Economic growth is a strength for Turkey, so it should be sustained, he noted.
“We ran very fast in the first six months of the year. Now it is time for us to catch our breath, but we will never stop. Stability in global markets will make a positive impact on Turkey. There might be some ups and downs due to some global uncertainties. The key point here is to manage them well,” he added.
Aydın noted that Turkish banks offered almost all loans under the warrant of the Credit Guarantee Fund (KGF) to businesses.
“We have experienced a fruitful process. Some 313,000 clients have used 207 billion Turkish Liras ($58.6 billion) so far,” he added.
In March, Turkey raised the volume of the KGF by more than ten-fold to 250 billion liras in line with measures to boost the economy.
TBB Deputy President Ümit Leblebici said that banks’ profits were fairly high in the first quarter of the year compared to the same period in 2016, adding that normalization would start by the second quarter.
“The profitability growth will likely be at 15-20 percent by the year end,” said Leblebici.
Turkish banks’ net profit rose to 13.5 billion liras in the first quarter by a 65 percent year-on-year increase.
Their net profit was announced 25.4 billion liras in the first half of the year with a 33.2 percent increase compared to the same period in 2016.

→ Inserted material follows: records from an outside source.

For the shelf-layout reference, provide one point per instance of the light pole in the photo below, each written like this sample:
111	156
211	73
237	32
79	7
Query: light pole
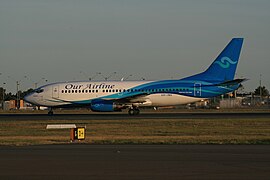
37	82
3	96
261	87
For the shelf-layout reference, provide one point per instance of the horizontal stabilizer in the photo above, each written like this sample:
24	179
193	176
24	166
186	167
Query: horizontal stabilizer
232	82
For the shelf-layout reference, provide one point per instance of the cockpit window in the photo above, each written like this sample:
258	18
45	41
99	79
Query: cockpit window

Leblebici also said that deposit rates would likely start to decline.
“We have already started to see a relative decline in this quarter. The inflation rate will further push these rates down. It will not be surprising to see a nearly 8 percent inflation rate in the first quarter of 2018. This trend will push down the [deposit] rates,” he said, adding that the sector might see 13 percent in these rates by next year.
Aydın noted that the sector would do its best to slash operational costs in a bid to push down the rates.
TBB Secretary General Ekrem Keskin said the sector expected the Turkish economy to grow by 4-5 percent.